Case Study: Prestige Adventure Limited — The Cost of Getting It Wrong
The 2019 ATV fatality that killed two British tourists — what went wrong, what the legal consequences were, and what every operator should learn from it.
Case Study: Prestige Adventure Limited
If you thought your audit was expensive, think again.
Your adventure tourism operator audit might seem expensive, but the consequences of not having one can be catastrophic — as discovered by Prestige Adventures Limited.
The Result
Prestige Adventure Limited was an adventure company with a great future ahead of it. A few wrong decisions led to the tragic death of two British tourists in 2019, the collapse of the business, and the financial ruin of the director.

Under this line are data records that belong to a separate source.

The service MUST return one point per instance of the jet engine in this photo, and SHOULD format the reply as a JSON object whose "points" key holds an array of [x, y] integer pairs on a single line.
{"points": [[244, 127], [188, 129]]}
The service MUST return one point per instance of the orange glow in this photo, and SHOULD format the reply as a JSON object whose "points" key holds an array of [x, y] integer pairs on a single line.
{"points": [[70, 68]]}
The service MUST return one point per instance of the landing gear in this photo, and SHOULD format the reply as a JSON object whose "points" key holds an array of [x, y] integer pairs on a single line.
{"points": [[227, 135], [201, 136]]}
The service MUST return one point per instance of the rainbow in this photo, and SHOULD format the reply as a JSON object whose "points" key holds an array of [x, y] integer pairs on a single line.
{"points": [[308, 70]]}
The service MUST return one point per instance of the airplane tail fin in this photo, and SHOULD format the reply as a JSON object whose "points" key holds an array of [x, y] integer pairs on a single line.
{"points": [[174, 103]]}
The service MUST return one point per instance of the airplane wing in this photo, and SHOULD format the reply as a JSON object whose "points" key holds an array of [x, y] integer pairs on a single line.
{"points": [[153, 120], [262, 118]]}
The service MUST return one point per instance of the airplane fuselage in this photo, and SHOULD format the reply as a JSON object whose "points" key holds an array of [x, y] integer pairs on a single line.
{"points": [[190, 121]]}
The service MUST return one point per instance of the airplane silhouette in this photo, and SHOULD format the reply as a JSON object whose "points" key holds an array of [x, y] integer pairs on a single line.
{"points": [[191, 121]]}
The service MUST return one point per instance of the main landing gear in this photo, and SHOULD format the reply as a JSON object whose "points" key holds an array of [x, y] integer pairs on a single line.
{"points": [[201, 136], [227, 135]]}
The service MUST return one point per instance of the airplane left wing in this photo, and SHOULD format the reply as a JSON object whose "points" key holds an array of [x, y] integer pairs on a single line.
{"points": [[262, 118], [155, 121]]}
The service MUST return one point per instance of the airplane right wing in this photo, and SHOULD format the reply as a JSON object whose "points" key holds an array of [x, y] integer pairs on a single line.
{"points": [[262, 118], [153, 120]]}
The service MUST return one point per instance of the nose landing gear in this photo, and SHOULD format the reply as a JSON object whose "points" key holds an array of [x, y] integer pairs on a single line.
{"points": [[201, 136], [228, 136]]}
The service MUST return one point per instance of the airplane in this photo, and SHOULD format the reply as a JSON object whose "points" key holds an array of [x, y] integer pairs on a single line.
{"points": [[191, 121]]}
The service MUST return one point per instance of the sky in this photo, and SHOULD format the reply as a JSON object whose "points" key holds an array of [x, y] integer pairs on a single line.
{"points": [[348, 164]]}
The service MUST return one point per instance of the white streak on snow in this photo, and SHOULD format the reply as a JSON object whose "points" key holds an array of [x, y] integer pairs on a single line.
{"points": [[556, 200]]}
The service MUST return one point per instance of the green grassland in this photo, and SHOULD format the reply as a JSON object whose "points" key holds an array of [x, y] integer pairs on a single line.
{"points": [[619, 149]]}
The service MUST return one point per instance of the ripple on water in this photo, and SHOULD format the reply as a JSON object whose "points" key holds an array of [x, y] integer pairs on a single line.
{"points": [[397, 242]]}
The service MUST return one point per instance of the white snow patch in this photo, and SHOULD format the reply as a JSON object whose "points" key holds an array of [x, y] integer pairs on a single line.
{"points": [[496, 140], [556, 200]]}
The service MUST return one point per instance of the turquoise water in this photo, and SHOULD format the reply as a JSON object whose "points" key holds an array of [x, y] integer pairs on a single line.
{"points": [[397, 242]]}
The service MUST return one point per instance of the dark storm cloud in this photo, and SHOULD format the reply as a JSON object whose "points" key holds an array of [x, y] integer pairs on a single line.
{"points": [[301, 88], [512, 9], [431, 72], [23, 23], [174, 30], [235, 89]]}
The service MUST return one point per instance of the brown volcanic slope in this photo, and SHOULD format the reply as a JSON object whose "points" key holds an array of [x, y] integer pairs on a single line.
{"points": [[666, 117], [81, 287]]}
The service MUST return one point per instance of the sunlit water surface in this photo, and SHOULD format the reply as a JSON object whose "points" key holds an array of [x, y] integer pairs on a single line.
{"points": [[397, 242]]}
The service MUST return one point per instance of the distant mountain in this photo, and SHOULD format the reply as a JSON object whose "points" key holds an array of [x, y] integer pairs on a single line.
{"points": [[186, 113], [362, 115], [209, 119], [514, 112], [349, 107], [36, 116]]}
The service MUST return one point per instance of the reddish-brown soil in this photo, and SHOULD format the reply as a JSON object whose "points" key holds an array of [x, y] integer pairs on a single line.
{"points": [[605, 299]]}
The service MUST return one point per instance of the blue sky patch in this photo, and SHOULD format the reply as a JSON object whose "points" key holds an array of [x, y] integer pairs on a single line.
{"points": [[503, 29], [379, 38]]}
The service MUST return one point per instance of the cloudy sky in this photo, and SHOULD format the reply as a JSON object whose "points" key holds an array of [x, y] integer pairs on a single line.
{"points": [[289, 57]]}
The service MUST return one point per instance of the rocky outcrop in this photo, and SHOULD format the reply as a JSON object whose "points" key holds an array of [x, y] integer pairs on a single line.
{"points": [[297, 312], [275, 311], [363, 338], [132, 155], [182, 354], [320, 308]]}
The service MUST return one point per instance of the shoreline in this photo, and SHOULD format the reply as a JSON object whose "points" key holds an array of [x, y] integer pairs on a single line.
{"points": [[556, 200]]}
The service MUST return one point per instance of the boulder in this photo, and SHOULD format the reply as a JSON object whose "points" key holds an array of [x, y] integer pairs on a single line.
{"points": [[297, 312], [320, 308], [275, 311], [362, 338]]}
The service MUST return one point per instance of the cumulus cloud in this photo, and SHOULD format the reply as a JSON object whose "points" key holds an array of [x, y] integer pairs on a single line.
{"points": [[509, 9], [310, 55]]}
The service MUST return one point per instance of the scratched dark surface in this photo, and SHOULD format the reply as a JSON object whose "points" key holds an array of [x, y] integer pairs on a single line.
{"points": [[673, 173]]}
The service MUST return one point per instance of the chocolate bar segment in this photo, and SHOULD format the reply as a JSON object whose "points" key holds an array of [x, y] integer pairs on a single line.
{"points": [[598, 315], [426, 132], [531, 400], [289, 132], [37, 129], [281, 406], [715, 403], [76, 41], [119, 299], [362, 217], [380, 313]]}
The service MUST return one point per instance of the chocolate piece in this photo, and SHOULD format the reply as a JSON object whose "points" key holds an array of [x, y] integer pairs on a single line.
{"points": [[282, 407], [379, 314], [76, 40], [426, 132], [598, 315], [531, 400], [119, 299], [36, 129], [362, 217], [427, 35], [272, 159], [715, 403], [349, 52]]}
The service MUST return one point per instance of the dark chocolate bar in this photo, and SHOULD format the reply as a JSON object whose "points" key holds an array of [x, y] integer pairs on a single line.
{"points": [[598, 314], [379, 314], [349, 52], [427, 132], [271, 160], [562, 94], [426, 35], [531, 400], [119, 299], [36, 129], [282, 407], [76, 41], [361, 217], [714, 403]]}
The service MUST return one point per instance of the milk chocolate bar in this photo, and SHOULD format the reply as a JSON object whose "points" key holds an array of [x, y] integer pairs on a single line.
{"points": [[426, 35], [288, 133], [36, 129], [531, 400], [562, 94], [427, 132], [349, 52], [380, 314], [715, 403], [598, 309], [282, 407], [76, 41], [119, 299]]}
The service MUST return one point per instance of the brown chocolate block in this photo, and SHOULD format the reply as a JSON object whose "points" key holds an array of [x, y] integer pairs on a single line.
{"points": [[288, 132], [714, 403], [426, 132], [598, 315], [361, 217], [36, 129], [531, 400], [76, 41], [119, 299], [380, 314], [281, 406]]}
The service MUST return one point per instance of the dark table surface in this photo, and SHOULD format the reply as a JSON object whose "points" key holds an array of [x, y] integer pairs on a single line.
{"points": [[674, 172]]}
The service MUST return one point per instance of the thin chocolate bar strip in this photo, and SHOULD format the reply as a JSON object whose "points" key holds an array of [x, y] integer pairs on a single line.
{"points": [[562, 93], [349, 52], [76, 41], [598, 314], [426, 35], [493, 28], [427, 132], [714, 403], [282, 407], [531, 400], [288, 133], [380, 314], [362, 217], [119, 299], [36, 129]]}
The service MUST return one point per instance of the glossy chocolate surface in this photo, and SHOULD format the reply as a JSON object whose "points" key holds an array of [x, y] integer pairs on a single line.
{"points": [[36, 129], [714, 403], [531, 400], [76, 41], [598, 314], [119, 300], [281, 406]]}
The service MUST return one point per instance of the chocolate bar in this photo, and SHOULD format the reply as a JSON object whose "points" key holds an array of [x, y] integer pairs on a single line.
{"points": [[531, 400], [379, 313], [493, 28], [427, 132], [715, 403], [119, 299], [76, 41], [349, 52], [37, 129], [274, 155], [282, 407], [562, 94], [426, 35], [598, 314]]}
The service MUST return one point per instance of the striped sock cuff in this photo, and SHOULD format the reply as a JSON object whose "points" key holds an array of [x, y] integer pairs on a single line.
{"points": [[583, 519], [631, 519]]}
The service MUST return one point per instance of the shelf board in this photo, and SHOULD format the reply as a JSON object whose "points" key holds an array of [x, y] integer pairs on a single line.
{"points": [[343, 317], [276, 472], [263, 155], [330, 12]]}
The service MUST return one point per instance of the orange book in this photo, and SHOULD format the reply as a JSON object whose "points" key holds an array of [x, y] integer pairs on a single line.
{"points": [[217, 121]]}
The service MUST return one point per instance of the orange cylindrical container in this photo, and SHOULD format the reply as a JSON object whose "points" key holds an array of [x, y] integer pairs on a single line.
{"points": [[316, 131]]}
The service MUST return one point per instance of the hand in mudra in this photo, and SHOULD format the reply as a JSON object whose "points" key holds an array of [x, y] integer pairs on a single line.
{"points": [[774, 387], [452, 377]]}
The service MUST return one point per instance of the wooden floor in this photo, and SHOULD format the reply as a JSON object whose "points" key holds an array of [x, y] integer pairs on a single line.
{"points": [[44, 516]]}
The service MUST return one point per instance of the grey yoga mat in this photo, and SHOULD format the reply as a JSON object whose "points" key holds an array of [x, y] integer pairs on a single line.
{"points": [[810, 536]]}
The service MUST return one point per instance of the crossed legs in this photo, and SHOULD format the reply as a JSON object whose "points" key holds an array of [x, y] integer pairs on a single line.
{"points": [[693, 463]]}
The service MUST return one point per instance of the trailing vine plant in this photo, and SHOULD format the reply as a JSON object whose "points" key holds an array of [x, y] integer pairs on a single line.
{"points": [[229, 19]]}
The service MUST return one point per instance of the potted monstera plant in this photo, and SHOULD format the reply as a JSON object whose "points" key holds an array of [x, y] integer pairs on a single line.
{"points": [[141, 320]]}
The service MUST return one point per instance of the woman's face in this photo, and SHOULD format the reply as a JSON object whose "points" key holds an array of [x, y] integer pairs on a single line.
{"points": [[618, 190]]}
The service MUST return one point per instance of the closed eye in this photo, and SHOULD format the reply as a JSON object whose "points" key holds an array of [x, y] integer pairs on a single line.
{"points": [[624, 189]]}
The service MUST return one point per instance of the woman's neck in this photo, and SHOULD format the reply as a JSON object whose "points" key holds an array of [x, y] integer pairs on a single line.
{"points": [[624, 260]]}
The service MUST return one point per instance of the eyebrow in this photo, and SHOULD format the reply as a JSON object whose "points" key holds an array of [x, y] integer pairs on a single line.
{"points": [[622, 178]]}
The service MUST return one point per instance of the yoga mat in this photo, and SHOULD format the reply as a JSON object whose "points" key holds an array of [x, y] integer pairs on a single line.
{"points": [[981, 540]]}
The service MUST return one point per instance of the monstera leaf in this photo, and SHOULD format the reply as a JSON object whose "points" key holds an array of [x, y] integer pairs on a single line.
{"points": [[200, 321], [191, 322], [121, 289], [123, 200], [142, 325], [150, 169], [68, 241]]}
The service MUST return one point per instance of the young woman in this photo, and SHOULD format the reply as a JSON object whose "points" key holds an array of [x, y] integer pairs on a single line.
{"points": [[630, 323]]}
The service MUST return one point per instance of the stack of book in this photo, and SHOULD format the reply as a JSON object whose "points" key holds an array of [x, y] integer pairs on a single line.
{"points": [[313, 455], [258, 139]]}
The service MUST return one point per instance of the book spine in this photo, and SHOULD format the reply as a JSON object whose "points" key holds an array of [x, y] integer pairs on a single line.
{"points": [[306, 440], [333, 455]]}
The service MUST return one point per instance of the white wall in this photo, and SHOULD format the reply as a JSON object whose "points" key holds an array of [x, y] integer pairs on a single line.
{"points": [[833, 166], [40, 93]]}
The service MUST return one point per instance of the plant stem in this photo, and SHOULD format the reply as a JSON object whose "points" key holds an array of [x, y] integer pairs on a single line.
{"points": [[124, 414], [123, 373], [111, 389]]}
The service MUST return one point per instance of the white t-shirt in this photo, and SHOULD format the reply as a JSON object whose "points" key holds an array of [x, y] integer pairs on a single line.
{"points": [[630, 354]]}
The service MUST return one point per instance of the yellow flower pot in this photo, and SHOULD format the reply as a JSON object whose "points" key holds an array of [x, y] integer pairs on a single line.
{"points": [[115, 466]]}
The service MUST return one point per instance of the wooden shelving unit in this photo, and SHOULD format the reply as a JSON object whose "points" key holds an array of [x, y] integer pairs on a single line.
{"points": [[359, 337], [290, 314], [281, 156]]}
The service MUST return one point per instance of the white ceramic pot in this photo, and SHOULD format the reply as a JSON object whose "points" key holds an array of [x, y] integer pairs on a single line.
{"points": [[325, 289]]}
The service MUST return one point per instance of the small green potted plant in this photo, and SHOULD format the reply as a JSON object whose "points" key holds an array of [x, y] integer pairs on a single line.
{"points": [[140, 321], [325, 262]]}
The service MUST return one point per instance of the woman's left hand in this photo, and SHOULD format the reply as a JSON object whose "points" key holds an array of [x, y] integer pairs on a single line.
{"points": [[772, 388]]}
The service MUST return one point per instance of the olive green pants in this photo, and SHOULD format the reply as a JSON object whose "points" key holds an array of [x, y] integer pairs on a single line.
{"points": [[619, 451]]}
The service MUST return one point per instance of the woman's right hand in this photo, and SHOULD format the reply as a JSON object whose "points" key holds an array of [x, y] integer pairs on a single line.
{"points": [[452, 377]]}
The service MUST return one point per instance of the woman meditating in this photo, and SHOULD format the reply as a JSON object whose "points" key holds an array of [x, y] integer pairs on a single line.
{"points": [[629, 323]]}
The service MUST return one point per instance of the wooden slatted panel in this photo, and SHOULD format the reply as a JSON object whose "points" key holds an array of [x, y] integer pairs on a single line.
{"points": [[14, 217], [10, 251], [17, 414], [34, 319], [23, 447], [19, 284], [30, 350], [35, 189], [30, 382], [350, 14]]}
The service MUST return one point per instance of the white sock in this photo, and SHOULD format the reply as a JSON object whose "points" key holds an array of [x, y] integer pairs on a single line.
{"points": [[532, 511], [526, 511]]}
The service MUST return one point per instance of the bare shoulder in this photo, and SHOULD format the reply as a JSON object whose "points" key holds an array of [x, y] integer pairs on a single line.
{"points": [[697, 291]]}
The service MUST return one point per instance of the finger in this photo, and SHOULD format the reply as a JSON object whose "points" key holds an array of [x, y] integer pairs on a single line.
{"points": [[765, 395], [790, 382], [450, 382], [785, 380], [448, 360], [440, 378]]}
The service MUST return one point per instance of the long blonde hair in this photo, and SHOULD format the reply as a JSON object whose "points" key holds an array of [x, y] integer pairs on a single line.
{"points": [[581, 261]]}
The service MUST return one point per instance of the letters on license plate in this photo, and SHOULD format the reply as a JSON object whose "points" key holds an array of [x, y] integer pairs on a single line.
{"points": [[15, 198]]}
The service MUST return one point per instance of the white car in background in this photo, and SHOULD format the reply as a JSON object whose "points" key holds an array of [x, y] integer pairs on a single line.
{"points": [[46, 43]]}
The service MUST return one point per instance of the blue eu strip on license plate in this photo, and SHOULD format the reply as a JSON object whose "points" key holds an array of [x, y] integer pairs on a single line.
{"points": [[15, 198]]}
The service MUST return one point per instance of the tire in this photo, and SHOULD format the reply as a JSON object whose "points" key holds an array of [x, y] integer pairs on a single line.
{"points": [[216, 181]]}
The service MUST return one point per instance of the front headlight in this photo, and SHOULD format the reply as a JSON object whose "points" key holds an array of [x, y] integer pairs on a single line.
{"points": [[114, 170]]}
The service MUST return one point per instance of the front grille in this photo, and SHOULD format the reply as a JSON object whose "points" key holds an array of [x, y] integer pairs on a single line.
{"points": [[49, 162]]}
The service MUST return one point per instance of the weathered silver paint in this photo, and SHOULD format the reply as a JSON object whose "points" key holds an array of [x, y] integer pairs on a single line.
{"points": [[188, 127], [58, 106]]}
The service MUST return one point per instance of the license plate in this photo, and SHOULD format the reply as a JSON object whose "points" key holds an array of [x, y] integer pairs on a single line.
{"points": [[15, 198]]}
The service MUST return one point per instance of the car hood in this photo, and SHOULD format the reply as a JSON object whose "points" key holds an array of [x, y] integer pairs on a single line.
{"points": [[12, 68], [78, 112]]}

WorkSafe prosecuted both the company and its director:
- The company was fined $595,000
- The director was ordered to pay $100,000 in reparations to the families of the two deceased
The fines could have been in the millions — the judge reduced them only because of proven financial incapacity to pay more.
What Happened
Gary Murphy (50) and Trevor Smith (55), both from the UK, were part of a multi-day trip across the South Island using ATVs, horses, walking, and rafting. In the afternoon of the first day, the two were driving an ATV when the wheels on the right-hand side crossed the right edge of the track, causing it to overbalance and fall more than 80 metres, killing both men instantly.
What Went Wrong — The Full List
- No registration: Prestige Adventure Ltd enquired about certification but decided against it due to perceived cost. Without certification they had no defence in law. If certified, they would have needed to meet the ATV Activity Safety Guideline.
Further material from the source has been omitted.